Peter Stumpp was born in the village of Epprath, near Bedburg, in the Electorate of Cologne. His exact date of birth is unknown, as the local church records were destroyed during the Thirty Years' War. However, it is known that Peter was a wealthy farmer and influential member of the rural community. By the 1580s, he was a widower with two children, a daughter named Beele or Sybil, who was over 15 years old, and a son. Several years before his trial, Peter entered into an intimate relationship with his distant relative Katharina Trump.

In 1589, Peter Stumpp became one of the most infamous and sinister werewolves in history to face trial. Under torture, he confessed to practicing black magic since the age of 12. He claimed that the Devil himself had given him a magical belt that allowed him to transform into a "voracious wolf, strong and powerful, with eyes that gleamed like fire in the night, a large and wide mouth with the sharpest and fiercest teeth, a huge body, and mighty paws." When Peter removed the belt, he returned to his human form.

For 12 years, Stumpp was allegedly a "ravenous bloodsucker," filling his belly with the flesh of goats, lambs, sheep, as well as men, women, and children. Under torture, he confessed to murdering 14 children and 2 pregnant women, whom he ate along with their unborn babies. One of the 14 children was his own son, whose brains he devoured. In addition to the accusations of murder and cannibalism, Stumpp was also accused of incestuous relationships with his daughter, who was sentenced to death alongside him, and his distant relative. Furthermore, Stumpp claimed to have communed with a succubus sent by the Devil.

On October 31, 1589, Stumpp was executed in the most horrific manner. He was subjected to breaking on the wheel, with the special wheel tearing pieces of flesh from his body at ten different places. His limbs were broken with the blunt side of an axe, to prevent him from escaping his grave after death, before he was beheaded and his body burned at the stake. His daughter and lover were "violated, flayed, and strangled" before being burned together with Stumpp's body. To deter others from following Peter's diabolical path, local authorities erected a pillar with a torture wheel and a wolf figure on top, with Peter's severed head placed on the very top.
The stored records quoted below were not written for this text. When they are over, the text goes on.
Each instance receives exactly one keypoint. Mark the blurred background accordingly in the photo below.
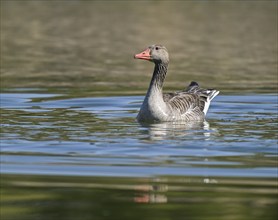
(89, 45)
(70, 92)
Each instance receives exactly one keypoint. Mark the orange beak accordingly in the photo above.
(145, 55)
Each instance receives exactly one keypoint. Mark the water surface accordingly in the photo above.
(70, 92)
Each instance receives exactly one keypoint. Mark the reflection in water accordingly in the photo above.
(177, 197)
(170, 130)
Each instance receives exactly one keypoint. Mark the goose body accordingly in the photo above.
(190, 104)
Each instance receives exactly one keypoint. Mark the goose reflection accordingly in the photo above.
(170, 130)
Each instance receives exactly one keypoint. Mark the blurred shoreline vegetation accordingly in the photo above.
(88, 46)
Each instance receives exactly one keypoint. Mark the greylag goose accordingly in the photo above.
(190, 104)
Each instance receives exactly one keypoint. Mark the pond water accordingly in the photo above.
(95, 146)
(70, 92)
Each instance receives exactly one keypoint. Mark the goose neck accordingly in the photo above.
(159, 75)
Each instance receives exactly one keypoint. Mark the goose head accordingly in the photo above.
(154, 53)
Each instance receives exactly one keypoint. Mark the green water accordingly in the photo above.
(71, 90)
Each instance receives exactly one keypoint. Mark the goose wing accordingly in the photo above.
(193, 100)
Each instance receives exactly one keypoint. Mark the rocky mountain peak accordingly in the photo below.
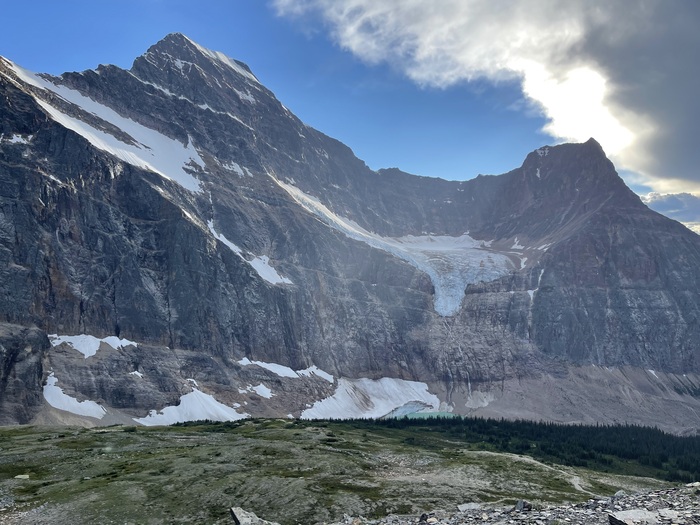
(180, 206)
(179, 51)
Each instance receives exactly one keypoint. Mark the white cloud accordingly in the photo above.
(573, 60)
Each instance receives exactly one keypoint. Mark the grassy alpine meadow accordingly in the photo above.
(294, 471)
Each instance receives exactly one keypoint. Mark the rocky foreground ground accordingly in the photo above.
(680, 506)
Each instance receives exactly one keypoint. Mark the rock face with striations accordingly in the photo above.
(180, 208)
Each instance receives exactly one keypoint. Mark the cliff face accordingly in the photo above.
(180, 207)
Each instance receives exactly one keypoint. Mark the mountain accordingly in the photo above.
(175, 244)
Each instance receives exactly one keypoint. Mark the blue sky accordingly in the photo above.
(470, 88)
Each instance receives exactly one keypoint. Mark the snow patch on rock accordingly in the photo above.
(88, 345)
(194, 406)
(55, 397)
(452, 263)
(371, 398)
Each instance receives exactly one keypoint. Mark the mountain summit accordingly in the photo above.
(176, 245)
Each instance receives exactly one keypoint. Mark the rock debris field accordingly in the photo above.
(679, 506)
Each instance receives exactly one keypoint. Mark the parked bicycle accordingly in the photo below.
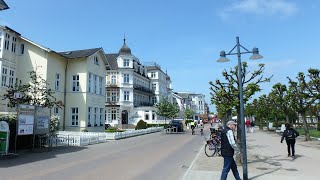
(213, 145)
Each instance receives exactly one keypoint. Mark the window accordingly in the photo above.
(57, 85)
(154, 100)
(154, 86)
(126, 78)
(113, 114)
(74, 116)
(75, 83)
(7, 42)
(55, 110)
(113, 96)
(14, 44)
(126, 62)
(126, 95)
(22, 49)
(100, 85)
(113, 79)
(94, 83)
(89, 116)
(153, 75)
(4, 77)
(11, 78)
(90, 83)
(153, 115)
(146, 115)
(101, 114)
(95, 116)
(96, 60)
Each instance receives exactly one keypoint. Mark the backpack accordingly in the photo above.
(290, 134)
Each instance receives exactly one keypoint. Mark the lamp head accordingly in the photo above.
(255, 54)
(223, 57)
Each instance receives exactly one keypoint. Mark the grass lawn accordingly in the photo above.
(313, 132)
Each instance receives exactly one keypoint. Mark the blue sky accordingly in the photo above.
(183, 36)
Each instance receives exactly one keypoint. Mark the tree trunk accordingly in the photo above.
(305, 127)
(239, 127)
(318, 125)
(287, 118)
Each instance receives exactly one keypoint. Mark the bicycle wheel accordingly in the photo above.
(209, 151)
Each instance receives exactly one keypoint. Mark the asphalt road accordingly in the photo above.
(148, 157)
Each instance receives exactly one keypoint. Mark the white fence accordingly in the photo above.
(70, 138)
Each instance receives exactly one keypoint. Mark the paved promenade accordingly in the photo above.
(267, 160)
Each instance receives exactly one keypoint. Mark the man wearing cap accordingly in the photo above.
(228, 148)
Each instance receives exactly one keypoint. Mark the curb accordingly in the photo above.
(192, 164)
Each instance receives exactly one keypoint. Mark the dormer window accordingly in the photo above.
(153, 75)
(96, 60)
(126, 62)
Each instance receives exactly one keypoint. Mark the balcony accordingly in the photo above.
(143, 104)
(112, 86)
(142, 89)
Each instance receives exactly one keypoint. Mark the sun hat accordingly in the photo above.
(231, 122)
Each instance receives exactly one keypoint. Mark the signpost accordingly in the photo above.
(4, 137)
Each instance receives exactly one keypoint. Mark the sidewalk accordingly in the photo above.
(267, 159)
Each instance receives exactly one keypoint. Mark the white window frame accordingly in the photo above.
(101, 115)
(126, 62)
(4, 74)
(89, 116)
(56, 110)
(100, 85)
(75, 83)
(11, 77)
(96, 60)
(153, 75)
(113, 114)
(74, 116)
(113, 79)
(126, 78)
(57, 84)
(126, 95)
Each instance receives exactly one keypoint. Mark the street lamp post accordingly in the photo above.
(255, 56)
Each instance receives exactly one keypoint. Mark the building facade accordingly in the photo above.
(77, 78)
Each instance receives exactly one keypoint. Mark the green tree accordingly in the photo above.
(188, 113)
(303, 98)
(166, 109)
(228, 92)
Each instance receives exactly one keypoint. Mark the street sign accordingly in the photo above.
(25, 119)
(4, 137)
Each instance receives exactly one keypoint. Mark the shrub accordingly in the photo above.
(113, 129)
(141, 125)
(188, 121)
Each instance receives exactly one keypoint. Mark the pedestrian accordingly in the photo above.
(228, 149)
(252, 126)
(290, 135)
(248, 125)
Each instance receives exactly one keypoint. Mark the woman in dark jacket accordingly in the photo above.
(290, 135)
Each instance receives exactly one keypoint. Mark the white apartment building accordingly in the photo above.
(77, 77)
(194, 101)
(130, 94)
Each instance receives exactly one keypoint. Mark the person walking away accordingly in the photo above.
(248, 125)
(290, 135)
(228, 149)
(192, 125)
(252, 126)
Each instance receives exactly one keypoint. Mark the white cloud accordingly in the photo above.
(261, 7)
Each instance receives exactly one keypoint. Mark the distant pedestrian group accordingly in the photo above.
(249, 125)
(290, 136)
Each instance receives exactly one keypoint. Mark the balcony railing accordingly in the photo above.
(143, 89)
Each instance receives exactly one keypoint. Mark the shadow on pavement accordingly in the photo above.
(269, 172)
(28, 156)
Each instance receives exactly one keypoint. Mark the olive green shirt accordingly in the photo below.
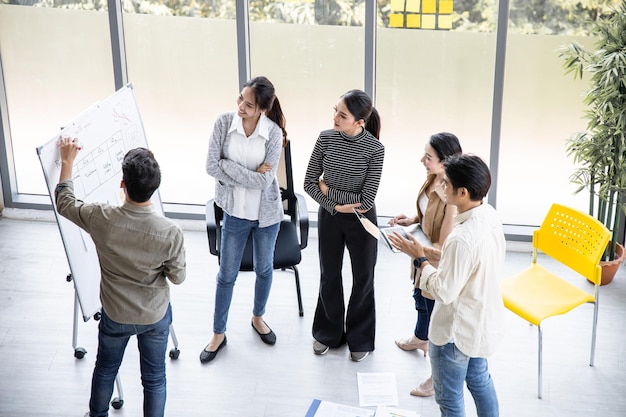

This entire story was brought to light through a 16-page pamphlet published in London in 1590. It describes Stumpp's life, crimes, and trial, including testimonies from neighbors and witnesses. However, the pamphlet contains inconsistencies with historical facts. The years during which Stumpp was said to have committed most of his atrocities (1582-1589) coincided with the "internal" war in the Electorate of Cologne following the unsuccessful introduction of Protestantism by former Archbishop Gebhard Truchsess von Waldburg. He received support from Adolf, Count of Neuenahr, who later became the Lord of Bedburg.

Stumpp undoubtedly converted to Protestantism. The war brought invasions from both sides, soldier marauding, and ultimately, outbreaks of the plague. Murders and violence became commonplace during that time. When the Protestants suffered defeat in 1587, Bedburg Castle became the headquarters of Catholic mercenaries under the command of the new Lord of Bedburg, Werner, Count of Salm-Reifferscheidt-Dyck, who was determined to restore the Roman Catholic faith. It is possible that the "werewolf trial" was essentially a poorly disguised political process used by the new Lord of Bedburg to intimidate Protestants into returning to Catholicism. If it was simply another trial of werewolves and witch pairs, which was common at the time in various parts of Germany, it is remarkable that members of the upper aristocracy, including the probable new Archbishop and Elector of Cologne, were involved.

In addition, Stumpp's trial was the only case in which judges did not dismiss the paradigm of "werewolfism," that is, the belief that transformation into an animal was a disgusting delusion. The American rock band "Macabre" recorded a song about Peter Stumpp called "The Werewolf of Bedburg," which can be found on their album "Murder Metal." In the horror trilogy "Pine Deep" by writer and folklore expert Jonathan Maberry, Stumpp is portrayed as the supernatural villain Ubel Griswold (one of Peter's historical aliases).